Sentencing must remain free from political interference

Shabana Mahmood’s proposed veto over sentencing guidelines risks undermining judicial independence and politicising criminal justice
For over fifteen years, the Sentencing Council, made up of veterans from across the Criminal Justice System, has issued sentencing guidelines to our criminal courts, independently of politics. Two weeks ago, in what would become the last days of her tenure as Justice Secretary, Shabana Mahmood announced plans for politicians to oversee all sentencing guidelines before they are issued to courts, giving a power of veto to both the Lady Chief Justice and the Justice Secretary.
A sentencing guideline exists for most criminal offences and the Council publishes more widely applicable guidelines to assist courts sentencing particular types of offenders, such as youths and those with mental or developmental disorders. Using the guideline for a specific offence, the court assesses the culpability of the offender and the harm caused to their victim and wider society, which gives a starting point for sentencing and a sentencing range. Within that range, the court then considers the aggravating and mitigating factors (a non-exhaustive list of which is provided in the guideline) to arrive at the appropriate sentence.
Over a decade of prosecuting and defending in the criminal courts, I have found these guidelines very useful in shaping my submissions, negotiating acceptable bases of pleas, advising clients and determining when to appeal. They are, for the most part, logical and easy to digest. They focus the parties’ minds on the factors that determine the length and type of sentence, and provide a helpful checklist of considerations which reduce omissions that lead to injustice. They are straightforward enough to show to most clients, demystifying the law and starting the rehabilitative process for those who have either pleaded guilty or been convicted at trial. Perhaps nothing can achieve the panacea of consistency and predictability in sentencing, but the sentencing guidelines bring us closer.
Yet the guidelines are flexible, with overlap between the categories of offending and the inherent latitude in a sentencing range. Further, a judge may disapply the relevant guideline if it would be contrary to the interests of justice to follow it. In my experience, it is rarely necessary to request a judge depart from the guideline (and rarer still for a judge to do so).

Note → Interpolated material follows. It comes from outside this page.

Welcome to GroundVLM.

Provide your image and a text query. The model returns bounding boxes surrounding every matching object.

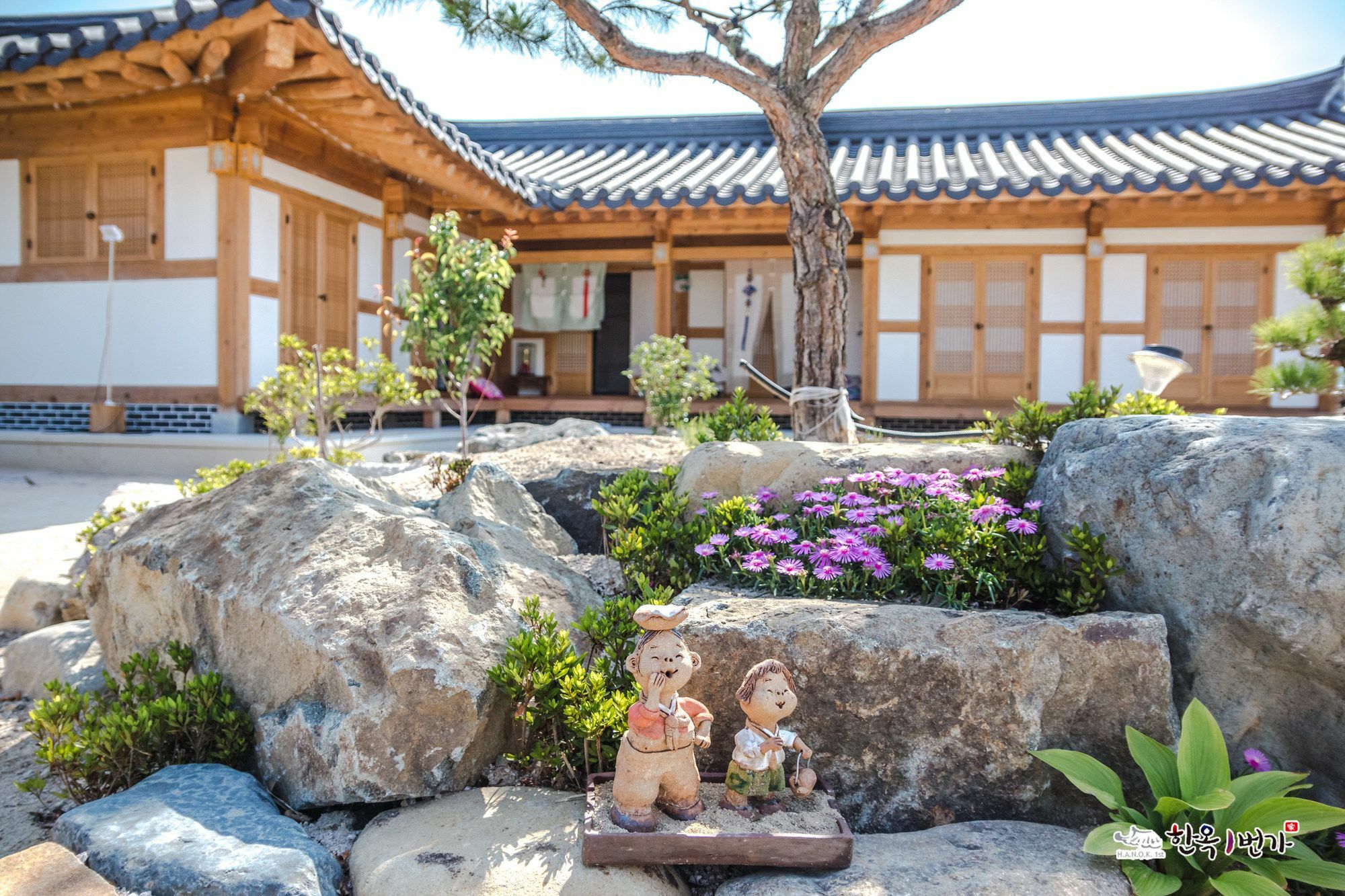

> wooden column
[1081,202,1106,384]
[215,171,252,410]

Whilst there is an argument for greater diversity on the Sentencing Council, its current members have spent their lives working in different roles within the Criminal Justice System. Consequently, the Council has vast and varied experience of the causal factors and implications of offending, of how sentences impact defendants and their loved ones, and of what justice looks like for victims of crime. Such an independent body is better placed to determine fair and appropriate sentencing guidance than politicians.

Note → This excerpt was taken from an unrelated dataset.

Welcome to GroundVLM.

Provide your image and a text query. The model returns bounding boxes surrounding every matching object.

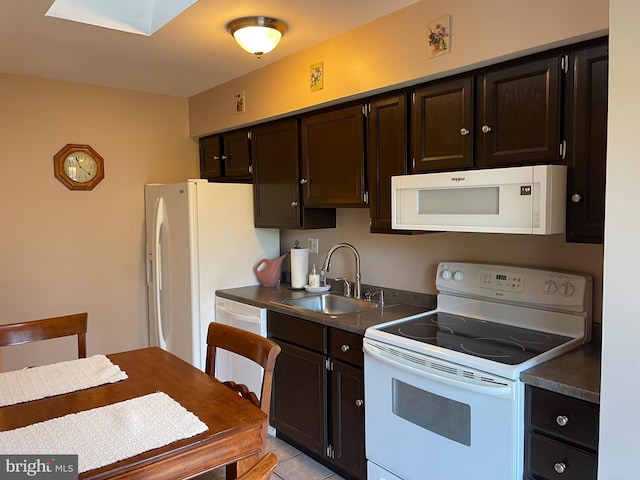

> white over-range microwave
[391,165,567,235]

By giving the Lady Chief Justice a veto, Ms Mahmood was able to paint the move as affording “greater democratic and judicial oversight of the Council’s work,” paying lip-service to the constitutionally fundamental separation of powers. However, the LCJ is appointed by the Crown on the advice of the Prime Minister, so arguably both vetoes ultimately reside with the governing party.
“Policy must be set by parliamentarians, who answer to the people,” Ms Mahmood declared. It is hard to argue with that, but this move goes further than setting policy. Parliament already has the legislative power to set minimum and maximum custodial terms - these are spelled out in each sentencing guideline. The government now seeks to control what was always the domain of the judiciary: how the factual nuances of a case and the circumstances of the offender influence their sentence within the parameters set by Parliament. Those nuances are best determined by the sentencing judge, applying the guidance of an independent expert body like the Sentencing Council.

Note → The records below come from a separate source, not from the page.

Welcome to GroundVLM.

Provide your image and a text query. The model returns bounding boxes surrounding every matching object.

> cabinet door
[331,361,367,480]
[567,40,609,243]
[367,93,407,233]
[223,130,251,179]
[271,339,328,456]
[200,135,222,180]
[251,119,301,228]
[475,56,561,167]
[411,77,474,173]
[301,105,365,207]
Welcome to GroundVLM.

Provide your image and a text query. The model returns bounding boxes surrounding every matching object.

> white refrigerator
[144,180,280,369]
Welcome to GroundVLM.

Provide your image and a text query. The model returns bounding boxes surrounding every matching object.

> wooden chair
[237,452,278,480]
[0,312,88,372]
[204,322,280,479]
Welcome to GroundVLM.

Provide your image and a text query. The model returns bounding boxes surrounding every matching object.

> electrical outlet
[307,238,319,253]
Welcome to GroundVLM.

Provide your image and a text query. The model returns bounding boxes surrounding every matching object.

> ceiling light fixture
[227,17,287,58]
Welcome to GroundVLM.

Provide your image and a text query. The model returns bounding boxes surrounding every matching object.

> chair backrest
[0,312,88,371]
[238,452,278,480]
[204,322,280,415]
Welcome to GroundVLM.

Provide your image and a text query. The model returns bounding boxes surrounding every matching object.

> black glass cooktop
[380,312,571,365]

Politicians lack the collective expertise or the neutrality of the Sentencing Council to determine what considerations should influence a defendant’s sentence. Punishment is but one objective of sentencing, and yet it is likely to be the main focus of politicians hungry for popular support. Of course, punishment and deterrence are key functions of the Criminal Justice System, but rehabilitation of offenders is arguably its most important role - what better way to prevent crime and protect the public than to support offenders to avoid reoffending? Unfortunately, this long-sighted approach is not a vote-winner, which is why sentencing must remain as removed from politics as possible. The punitive element of sentencing can be achieved without political oversight which may compromise the independence of the Sentencing Council.
There are other stakeholders in the Criminal Justice System apart from the obvious victims of crime, not least the offender themselves and their loved ones, but such marginalised individuals are unlikely to garner political sympathy. It is only by working in the Criminal Justice System, coming face to face with the ordinary people encountering it, that an appreciation is gained that offenders are just that – ordinary people often left behind by a society keen to write them off as ‘criminals.’
Everyone wants a harsher justice system until they find themselves in need of its mercy. That is why the politicisation of the sentencing process should cause great concern for all. Neither a judge nor the Sentencing Council is directly incentivised as politicians are to demonstrate a ‘tough on crime’ stance. With our packed prisons not fit for purpose, it is dangerously ill-advised to incrementally increase sentences by limiting the freedom of courts to consider a wide range of factors relevant to the offender in reaching a just sentence.